| |
| |
| |
III
Pas laat vertrokken de bezoekers, op Sjon Moïs en zijn familie na. Het was hoog tijd voor de gastvrouw te gaan rusten. Diepe kringen tekenden zich onder haar ogen af. Nadat de tweelingzusters haar hadden weggeleid doorliepen zij eetkamer en keuken, een oog op de laatste voorbereidingen houdend. Gegiechel klonk uit Rachel's kamer waar de jongemeisjes zich opfristen. Gracia mocht voor deze gelegenheid mee aan tafel zitten.
Zijn zwaar horloge uit de vestzak trekkend zei Sjon Abram: ‘Enrique moet nu onze buitenlandse gasten gaan halen.’ Maar José had al opdracht gegeven. Manchi lichtte Sjon Rebecca over de Padre in. Onopvallend wist zij de veranda te bereiken en zodra het rijtuig stilhield kondigde zij smalend aan: ‘Daar heb je de “makamba” en jullie heidense priester.’
Haar schoonbroer, de hatelijkheid negerend, haastte zich naar de huisdeur om zijn gasten op de drempel welkom te heten.
‘Van harte dank! U weet niet hoe zeer ik waardeer bij u te worden opgenomen,’ beantwoordde de Spanjaard zijn hoffelijkheid. Op het eerste gezicht viel de inrichting van het huis hem tegen. Had Manchi niet een beetje met de rijkdom van zijn vader opgeschept? De gang was slechts met een fries van Delftse tegels versierd.
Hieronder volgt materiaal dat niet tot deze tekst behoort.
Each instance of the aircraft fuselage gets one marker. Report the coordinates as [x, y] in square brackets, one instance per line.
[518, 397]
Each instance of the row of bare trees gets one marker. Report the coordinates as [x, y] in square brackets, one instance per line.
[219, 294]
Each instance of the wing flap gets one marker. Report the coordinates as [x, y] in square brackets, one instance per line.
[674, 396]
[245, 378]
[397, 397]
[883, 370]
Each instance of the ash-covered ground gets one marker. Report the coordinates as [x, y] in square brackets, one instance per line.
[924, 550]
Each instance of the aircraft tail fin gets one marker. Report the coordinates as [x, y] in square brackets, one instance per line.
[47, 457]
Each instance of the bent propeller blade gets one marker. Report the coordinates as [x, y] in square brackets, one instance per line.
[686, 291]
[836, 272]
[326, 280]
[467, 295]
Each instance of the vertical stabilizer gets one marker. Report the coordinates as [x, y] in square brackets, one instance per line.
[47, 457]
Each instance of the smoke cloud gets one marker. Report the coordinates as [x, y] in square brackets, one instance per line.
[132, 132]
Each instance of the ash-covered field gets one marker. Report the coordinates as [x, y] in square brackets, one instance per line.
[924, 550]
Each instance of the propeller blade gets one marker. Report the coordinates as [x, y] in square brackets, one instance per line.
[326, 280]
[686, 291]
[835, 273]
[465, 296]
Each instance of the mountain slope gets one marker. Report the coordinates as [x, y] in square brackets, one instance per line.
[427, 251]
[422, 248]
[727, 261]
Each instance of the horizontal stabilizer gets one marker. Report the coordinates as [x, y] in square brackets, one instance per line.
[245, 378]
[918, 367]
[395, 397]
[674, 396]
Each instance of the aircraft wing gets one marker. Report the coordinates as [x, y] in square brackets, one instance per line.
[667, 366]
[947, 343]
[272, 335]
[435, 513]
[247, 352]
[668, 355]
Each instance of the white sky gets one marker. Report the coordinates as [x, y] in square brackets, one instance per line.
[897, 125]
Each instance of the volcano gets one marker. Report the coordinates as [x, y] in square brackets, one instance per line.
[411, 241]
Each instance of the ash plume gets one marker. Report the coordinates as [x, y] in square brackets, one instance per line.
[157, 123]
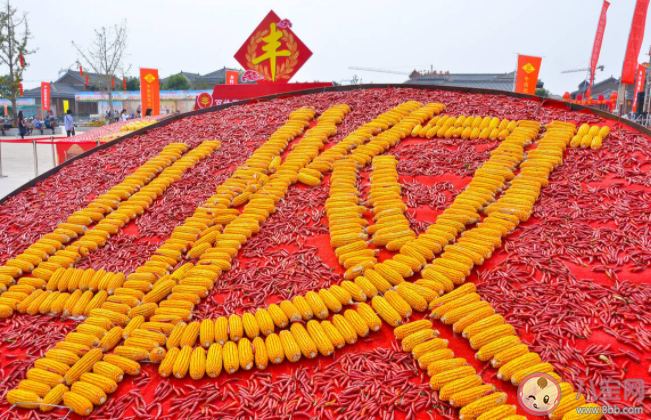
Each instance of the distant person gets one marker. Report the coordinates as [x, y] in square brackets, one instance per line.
[38, 124]
[29, 125]
[69, 124]
[22, 128]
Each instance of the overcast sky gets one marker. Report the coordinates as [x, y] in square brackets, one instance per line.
[460, 36]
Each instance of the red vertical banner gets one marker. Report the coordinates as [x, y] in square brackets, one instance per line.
[150, 90]
[45, 96]
[232, 77]
[634, 42]
[639, 85]
[596, 47]
[526, 76]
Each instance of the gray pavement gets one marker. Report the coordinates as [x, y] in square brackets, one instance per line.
[18, 162]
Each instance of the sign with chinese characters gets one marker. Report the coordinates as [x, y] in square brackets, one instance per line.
[639, 85]
[527, 74]
[150, 90]
[273, 52]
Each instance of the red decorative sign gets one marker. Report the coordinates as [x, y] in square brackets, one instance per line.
[634, 41]
[273, 51]
[639, 85]
[596, 48]
[232, 77]
[45, 96]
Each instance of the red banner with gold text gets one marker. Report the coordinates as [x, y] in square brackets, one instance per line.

In de grote kamer hingen familie- | |
| |
portretten in sobere lijsten aan de muur, maar de vloer was kaal en de mahoniehouten meubels in strenge Hollandse stijl. Pas aan tafel zag hij dat de eenvoud zeer gedegen was. Op het blinkend damast stond een kostbaar servies van Japans porcelein en het zilver was bijna te zwaar om te hanteren. In een langwerpig médaillon herkende hij het konterfeitsel van de heer des huizes - het moest lang geleden geschilderd zijn -, daarnaast dat van een jonge vrouw. Vol trots wees Sjon Abram aan: ‘Zij begroet u van de muur, Padre! Ik kan niet zeggen hoe zeer het haar spijt dat niet persoonlijk te kunnen doen. Toen we pas getrouwd waren heb ik haar jeugdige schoonheid laten vastleggen. Maar zoals ze er nu uitziet is ze mij dierbaarder. Helaas moet ik u de plaats aan mijn linkerhand geven, rechts van mij zit vandaag Manchi. U krijgt mijn oudste zoon aan de andere kant.’
Schuchter schoof José naast de Padre aan. Het was de eerste keer dat hij met een Katholieke priester kennis maakte. Nieuwsgierig nam hij diens tanige huid en grote arendsneus van terzijde op. De kapitein was een plaats aan de overkant tussen Sjon Rebecca, die naast Manchi zat, en Rachel toegewezen. ‘We zullen God de verschuldigde eer bewijzen,’ en Sjon Abram sprak in het Hebreeuws de zegen over het eten uit. De Padre maakte een kruis, de kapitein vouwde zijn handen. Na deze ceremonie vroeg de heer des huizes zijn gast of hij een geschikt onderdak had gevonden. ‘Uw koetsier heeft me geholpen. Bij de oude koster kreeg ik de sleutels van de kathedraal. Ik vond alles in goede staat, zelfs de misgewaden. Hoewel de kleine pastorie karig is ingericht, voldoet zij aan mijn behoeften. Hoe lang is het ook weer geleden dat een Katholiek priester hier was?’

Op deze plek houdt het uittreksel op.